Politico reports that support for Biden has remained unchanged since last week, and that the former VP sits at a comfortable 38% of the vote, doubling the market share of his closest competitor, Sen. Bernie Sanders (I-VT) — who sits at 19% approval — and easily ahead of Sen. Elizabeth Warren (D-MA), who has 13%. As usual, no other candidate in the poll was able to break into double digits.

The results are surprising given that Biden faced the first true test of his campaign for the 2020 Democratic presidential nomination last week, after he spoke approvingly of several openly segregationist Senators, and defended time spent working with those Senators to pass legislation during his early career in Congress.

The comments drew ire from several of Biden’s competitors, including Sanders and Sen. Cory Booker (D-NJ), who demanded an apology from Biden and spoke at length about how Biden’s record of ignoring racism in the name of “civility” and “cooperation” would ultimately hurt Biden with the minority vote.

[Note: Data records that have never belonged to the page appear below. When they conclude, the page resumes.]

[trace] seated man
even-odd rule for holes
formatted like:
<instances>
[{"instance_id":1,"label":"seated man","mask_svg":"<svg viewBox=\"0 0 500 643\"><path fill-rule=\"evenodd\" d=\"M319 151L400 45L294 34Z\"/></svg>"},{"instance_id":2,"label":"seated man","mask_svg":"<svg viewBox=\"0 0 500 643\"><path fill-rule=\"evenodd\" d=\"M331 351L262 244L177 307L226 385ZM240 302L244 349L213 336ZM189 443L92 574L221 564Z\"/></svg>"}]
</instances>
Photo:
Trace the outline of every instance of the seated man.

But if voters were concerned about blips in Biden’s years-long career in Congress, they certainly didn’t tell Morning Consult, who polled the issue directly. A shocking 41% of voters said that their support for Biden remained unchanged from the weeks prior. Even stranger, 30% of black voters said Biden’s recent racially charged comments made no impact on how they view the former Vice President.

That’s lucky for Biden but maybe not surprising. Voters may simply be, at this point, used to Biden gaffes on the campaing trail and trust what they think they know about Biden — and what they remember from his time in the Obama Administration — over the Biden they’re currently seeing on the campaign trail. In other words, they’re used to Biden saying weird things, and tolerance for controversial Biden quotes is “baked in” to their support.

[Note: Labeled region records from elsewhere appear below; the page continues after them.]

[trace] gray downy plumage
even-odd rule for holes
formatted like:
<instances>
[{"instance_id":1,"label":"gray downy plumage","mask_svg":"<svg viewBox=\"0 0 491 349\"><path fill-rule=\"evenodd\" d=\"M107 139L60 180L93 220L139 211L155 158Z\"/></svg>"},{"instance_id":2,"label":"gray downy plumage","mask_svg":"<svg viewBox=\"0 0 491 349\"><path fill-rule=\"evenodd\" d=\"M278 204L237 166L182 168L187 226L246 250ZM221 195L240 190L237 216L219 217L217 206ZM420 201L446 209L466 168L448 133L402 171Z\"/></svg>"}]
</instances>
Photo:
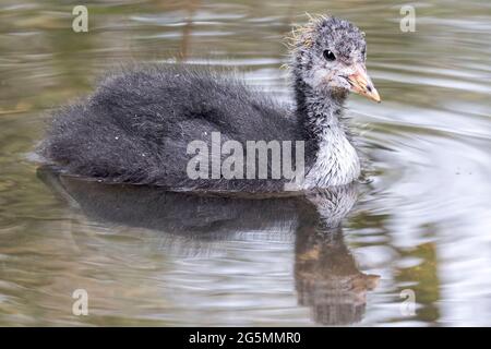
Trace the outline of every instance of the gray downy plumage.
<instances>
[{"instance_id":1,"label":"gray downy plumage","mask_svg":"<svg viewBox=\"0 0 491 349\"><path fill-rule=\"evenodd\" d=\"M221 142L238 141L244 151L247 141L304 141L300 189L350 183L360 165L343 106L352 88L351 65L364 67L363 35L335 17L312 19L294 34L294 109L224 71L184 64L132 68L108 76L85 100L58 110L39 153L65 173L107 182L235 191L278 191L289 182L190 179L188 144L211 144L212 132L219 132ZM326 50L335 61L326 59Z\"/></svg>"}]
</instances>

Politico also suggests that Biden is benefitting from a mis-read of the Democratic base.

“[The poll results] would appear to validate the campaign’s theory that the Democratic base isn’t nearly as liberal or youthful as everyone thinks, and that the media is mistaking the disproportionately progressive Democratic voices on Twitter for the sentiments of the wider Democratic electorate,” Politico claims.

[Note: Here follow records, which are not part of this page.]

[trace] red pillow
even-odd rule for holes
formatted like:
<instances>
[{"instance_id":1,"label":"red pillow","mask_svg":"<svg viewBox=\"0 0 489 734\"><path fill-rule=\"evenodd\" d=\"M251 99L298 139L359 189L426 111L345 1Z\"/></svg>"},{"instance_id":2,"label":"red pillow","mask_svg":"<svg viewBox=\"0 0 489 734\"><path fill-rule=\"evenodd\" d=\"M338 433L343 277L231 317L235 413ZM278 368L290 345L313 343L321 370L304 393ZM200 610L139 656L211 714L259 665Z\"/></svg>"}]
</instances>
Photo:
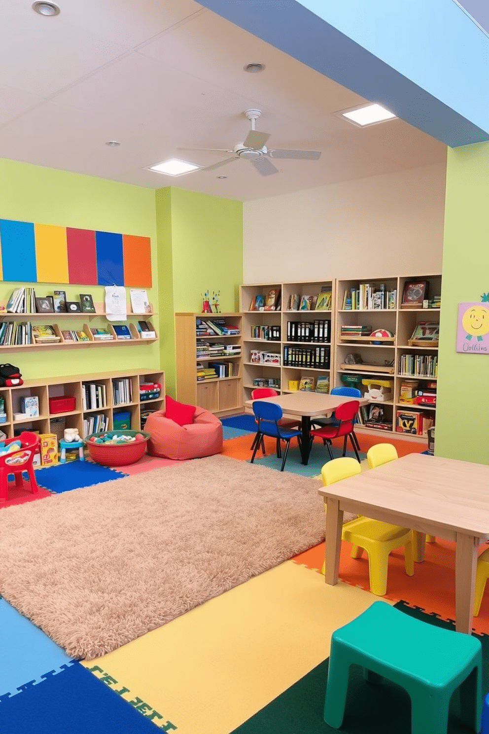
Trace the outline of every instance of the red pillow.
<instances>
[{"instance_id":1,"label":"red pillow","mask_svg":"<svg viewBox=\"0 0 489 734\"><path fill-rule=\"evenodd\" d=\"M186 426L189 423L194 423L194 405L179 403L177 400L174 400L169 395L166 396L165 401L166 404L165 418L169 418L172 421L174 421L179 426Z\"/></svg>"}]
</instances>

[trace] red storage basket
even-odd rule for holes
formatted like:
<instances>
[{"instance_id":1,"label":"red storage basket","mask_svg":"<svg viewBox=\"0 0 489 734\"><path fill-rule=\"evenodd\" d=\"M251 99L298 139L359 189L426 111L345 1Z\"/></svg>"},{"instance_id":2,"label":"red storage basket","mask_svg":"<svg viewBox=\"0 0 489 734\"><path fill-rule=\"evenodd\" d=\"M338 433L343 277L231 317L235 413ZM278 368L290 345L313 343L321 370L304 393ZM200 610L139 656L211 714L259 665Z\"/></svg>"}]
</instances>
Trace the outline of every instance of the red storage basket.
<instances>
[{"instance_id":1,"label":"red storage basket","mask_svg":"<svg viewBox=\"0 0 489 734\"><path fill-rule=\"evenodd\" d=\"M60 395L49 399L49 413L67 413L76 407L76 398L72 395Z\"/></svg>"}]
</instances>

It’s also possible, of course, that the media is mistaking their own preference for that of the Democratic base.

What also may be saving Biden is that the focus of other front-running candidates hasn’t been on Joe Biden — they’ve been at each other’s throats, instead. In a second poll, released Tuesday, the far-left progressive organization MoveOn.org claims that Warren has pulled ahead of Bernie Sanders among progressives — a shock that the Sanders camp probably didn’t see coming.

The MoveOn.org poll says Warren has the support of nearly 40% of the group’s members, while Bernie Sanders commands less than half that, around 17%. Warren, MoveOn.org adds, is the “first or second choice” of around 63% of MoveOn.org members — which represent the furthest left of the furthest left of Democratic voters.

This news comes at the tail end of a week of sniping between the two camps. Sanders began last week by subtly accusing Warren of being the “corporate” candidate for progressive Democrats, and openly chastized a major Democratic organization for backing Warren’s campaign over his. Warren spent the week nipping at Sanders’ heels in the polls before announcing a series of handout plans designed to rope in Sanders voters, including reparations for LGBT couples who married before the Obergfell decision and were denied tax benefits, and a student loan relief package.

Sanders fought back with his own universal free education package Monday, but it seems the Vermont progressive might have made his move too little too late.

This week, voters will have their first opportunity to see the candidates on the debate stage, but the DNC decided that Biden and Sanders should face off in the main event, rather than Sanders and Warren. Warren will, instead, headline the first of the two debates alongside a slate of lesser candidates.